2024-04-05 –, Room 228
Presentation about how we (few local NLP enthusiasts) trained Language Transformer to generate meaningful text in Lithuanian language. Everything was based on volunteer work with huge R&D flavor.
During this presentation I will not only cover what kind of data we used to train this model and what results we got but also present other initiatives we drive in NLP field. Will try to do both technical and interactive presentation.
At this moment it's difficult to propose exact format (outlet) of presentation. There are two main topics (parts) which I would like to present:
- Part 1. Sequence-to-sequence Transformer which is able to generate (locally) text in Lithuanian language. We trained this model in two ways: 1) from text generate headline of article. 2) from headline generate text. During presentation I will cover both modes of this model. This is not LLM this is transformer which learned language rules and is able to generate sequences in Lithuanian language.
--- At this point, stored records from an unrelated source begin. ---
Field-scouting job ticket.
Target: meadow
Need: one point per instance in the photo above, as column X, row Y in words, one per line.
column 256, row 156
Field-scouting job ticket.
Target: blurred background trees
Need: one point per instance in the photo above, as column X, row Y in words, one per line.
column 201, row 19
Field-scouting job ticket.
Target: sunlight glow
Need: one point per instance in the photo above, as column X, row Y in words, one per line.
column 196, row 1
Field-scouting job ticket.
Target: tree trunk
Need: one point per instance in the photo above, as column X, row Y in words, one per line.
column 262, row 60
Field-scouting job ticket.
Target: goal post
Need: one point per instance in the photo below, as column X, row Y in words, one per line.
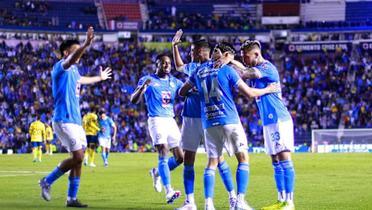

- Part 2. Lithuanian characters predictor. In Lithuanian language we have few diacritic symbols (ąčęėįšųū) and often we are skipping them and autocorrect helps to fix this. We trained model which is able to restore diacritic symbols from text i.e., it corrects suris to sūris. It's not autocorrect tool it's something more light and sophisticated how to fix 'lisping' text to correct one. It's 99% accurate and can be used i.e., in chatbots where people typing text without diacritic symbols.
I would like to present these two topics during 25 min. It will be just intro that few local NLP enthusiasts are interesting in out language from ML perspective.
I'm Senior Data Scientist at IBM Lithuanian with PhD in Technology sciences. In the recent years my main focus areas are GenAI with Large Language Models, Natural Language Processing/Understanding, computer vision, and MLOps. I also 2x is AWS certified in Machine Learning and DevOps.